Cops Think Killer of Junkyard ‘Jane Doe’ Wants to Confess
Photo Illustration by The Daily Beast/Getty/Handout
For decades, a woman found slain with ligature and binding marks was known only as Mount Vernon Jane Doe. She’s finally been identified—but the hunt for her killer continues.
Shortly before noon on Valentine’s Day, 1988, police in Mount Vernon, New York, responded to a macabre scene near a junkyard at 22 Carlton Avenue. On the sidewalk, the body of a dead naked woman in her late teens was laid on top of a set of used garage door springs. The victim, a sandy haired blonde about 5 foot 3 inches tall and weighing between 100 to 120 pounds, was posed with her legs crossed at the ankles.
According to the autopsy, the young woman had bruises above her left eye, as well as ligature and binding marks on her wrists, ankles, and neck.

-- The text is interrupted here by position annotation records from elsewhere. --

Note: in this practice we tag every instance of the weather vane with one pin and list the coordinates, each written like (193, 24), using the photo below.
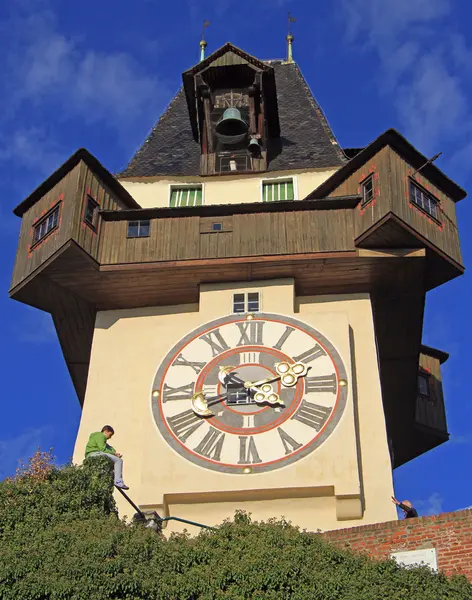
(290, 21)
(290, 38)
(205, 25)
(203, 43)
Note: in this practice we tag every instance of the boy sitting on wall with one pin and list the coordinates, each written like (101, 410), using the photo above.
(98, 446)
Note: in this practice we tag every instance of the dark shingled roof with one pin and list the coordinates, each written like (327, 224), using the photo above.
(306, 139)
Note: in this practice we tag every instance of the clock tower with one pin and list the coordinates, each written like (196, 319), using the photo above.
(244, 302)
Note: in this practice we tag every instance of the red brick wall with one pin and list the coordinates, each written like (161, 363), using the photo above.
(449, 533)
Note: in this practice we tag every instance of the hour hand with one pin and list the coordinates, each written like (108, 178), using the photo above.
(200, 405)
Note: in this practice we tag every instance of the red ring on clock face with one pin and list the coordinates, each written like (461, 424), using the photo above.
(272, 417)
(200, 440)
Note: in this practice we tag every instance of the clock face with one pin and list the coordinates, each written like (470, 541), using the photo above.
(249, 393)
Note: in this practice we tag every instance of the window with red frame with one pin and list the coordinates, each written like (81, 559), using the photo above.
(423, 200)
(424, 387)
(91, 212)
(368, 190)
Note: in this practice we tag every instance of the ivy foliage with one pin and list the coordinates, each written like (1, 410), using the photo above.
(61, 539)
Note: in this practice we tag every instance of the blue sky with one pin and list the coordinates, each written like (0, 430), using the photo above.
(99, 74)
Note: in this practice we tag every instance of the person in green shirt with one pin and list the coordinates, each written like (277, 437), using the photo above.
(98, 446)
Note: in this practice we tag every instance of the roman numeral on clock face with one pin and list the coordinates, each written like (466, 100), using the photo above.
(289, 443)
(311, 354)
(324, 383)
(211, 445)
(312, 414)
(248, 454)
(215, 341)
(251, 333)
(184, 424)
(183, 362)
(184, 392)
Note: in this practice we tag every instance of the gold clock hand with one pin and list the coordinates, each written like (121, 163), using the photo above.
(251, 385)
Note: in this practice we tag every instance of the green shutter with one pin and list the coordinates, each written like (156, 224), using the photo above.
(199, 196)
(278, 190)
(186, 196)
(290, 195)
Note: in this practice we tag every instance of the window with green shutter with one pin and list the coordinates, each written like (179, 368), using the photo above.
(186, 196)
(277, 190)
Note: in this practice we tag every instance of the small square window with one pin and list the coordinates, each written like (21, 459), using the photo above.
(249, 302)
(423, 200)
(253, 302)
(423, 385)
(239, 303)
(274, 191)
(139, 228)
(186, 196)
(46, 225)
(91, 211)
(368, 189)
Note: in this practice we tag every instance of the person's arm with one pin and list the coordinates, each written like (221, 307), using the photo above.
(101, 441)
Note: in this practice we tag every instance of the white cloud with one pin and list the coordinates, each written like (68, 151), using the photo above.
(419, 66)
(51, 77)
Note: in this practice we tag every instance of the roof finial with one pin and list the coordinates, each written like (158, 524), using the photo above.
(203, 43)
(290, 39)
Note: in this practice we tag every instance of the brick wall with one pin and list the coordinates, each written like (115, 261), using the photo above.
(449, 533)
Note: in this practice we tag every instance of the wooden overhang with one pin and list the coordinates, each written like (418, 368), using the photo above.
(312, 242)
(416, 159)
(435, 353)
(81, 154)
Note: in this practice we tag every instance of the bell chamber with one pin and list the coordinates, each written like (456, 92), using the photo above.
(231, 128)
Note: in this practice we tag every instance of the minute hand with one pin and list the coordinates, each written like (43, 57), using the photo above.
(288, 378)
(252, 384)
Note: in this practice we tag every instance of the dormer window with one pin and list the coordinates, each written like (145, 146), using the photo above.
(368, 190)
(425, 201)
(45, 225)
(91, 212)
(274, 190)
(424, 388)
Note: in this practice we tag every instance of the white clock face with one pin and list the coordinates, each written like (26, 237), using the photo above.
(249, 393)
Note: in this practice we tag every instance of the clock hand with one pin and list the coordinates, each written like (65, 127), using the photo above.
(200, 404)
(288, 374)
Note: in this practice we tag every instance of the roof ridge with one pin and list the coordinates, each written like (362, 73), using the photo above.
(320, 113)
(142, 146)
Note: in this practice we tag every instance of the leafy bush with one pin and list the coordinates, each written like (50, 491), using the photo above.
(61, 539)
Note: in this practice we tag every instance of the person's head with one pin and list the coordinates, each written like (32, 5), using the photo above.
(108, 431)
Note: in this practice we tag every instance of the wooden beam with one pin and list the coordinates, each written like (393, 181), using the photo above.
(215, 262)
(392, 253)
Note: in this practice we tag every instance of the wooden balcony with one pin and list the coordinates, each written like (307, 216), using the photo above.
(324, 244)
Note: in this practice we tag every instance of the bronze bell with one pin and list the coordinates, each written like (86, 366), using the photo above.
(254, 146)
(231, 128)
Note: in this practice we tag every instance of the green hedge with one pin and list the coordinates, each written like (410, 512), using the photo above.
(61, 539)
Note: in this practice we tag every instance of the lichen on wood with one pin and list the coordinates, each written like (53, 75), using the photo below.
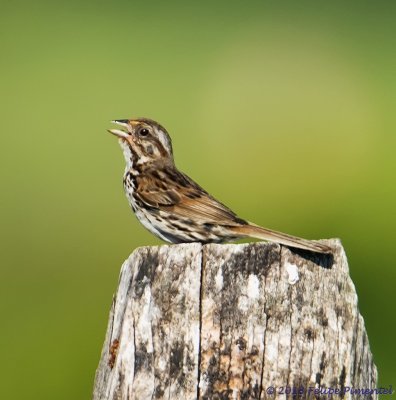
(194, 321)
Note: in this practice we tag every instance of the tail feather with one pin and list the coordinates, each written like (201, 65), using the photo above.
(252, 230)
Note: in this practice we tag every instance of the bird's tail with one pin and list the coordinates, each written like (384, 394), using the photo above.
(255, 231)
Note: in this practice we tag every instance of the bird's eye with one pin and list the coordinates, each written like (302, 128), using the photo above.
(143, 132)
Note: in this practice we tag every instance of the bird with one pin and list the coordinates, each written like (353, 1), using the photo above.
(174, 207)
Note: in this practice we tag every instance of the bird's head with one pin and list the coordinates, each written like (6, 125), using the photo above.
(143, 141)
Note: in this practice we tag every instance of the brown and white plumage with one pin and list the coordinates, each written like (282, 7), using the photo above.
(174, 207)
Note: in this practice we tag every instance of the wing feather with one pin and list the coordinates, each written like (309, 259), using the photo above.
(179, 195)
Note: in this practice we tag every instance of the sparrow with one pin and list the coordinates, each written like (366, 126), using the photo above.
(174, 207)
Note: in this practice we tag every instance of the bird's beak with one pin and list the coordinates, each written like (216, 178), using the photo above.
(123, 134)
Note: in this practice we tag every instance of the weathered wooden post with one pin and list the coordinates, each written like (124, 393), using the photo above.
(244, 321)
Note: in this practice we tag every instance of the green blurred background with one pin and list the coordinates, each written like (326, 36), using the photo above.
(285, 111)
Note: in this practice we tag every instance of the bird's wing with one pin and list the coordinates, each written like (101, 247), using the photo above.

She had been strangled to death about six to 12 hours before her body was discovered, and whoever killed her dumped her remains where she was found.
George Ossipo, a former Mount Vernon Police homicide detective who investigated the murder between 2004 and his retirement in 2010, told The Daily Beast that the victim’s killer neatly placed her head against an old washing machine and left her body in a spot where she would be discovered.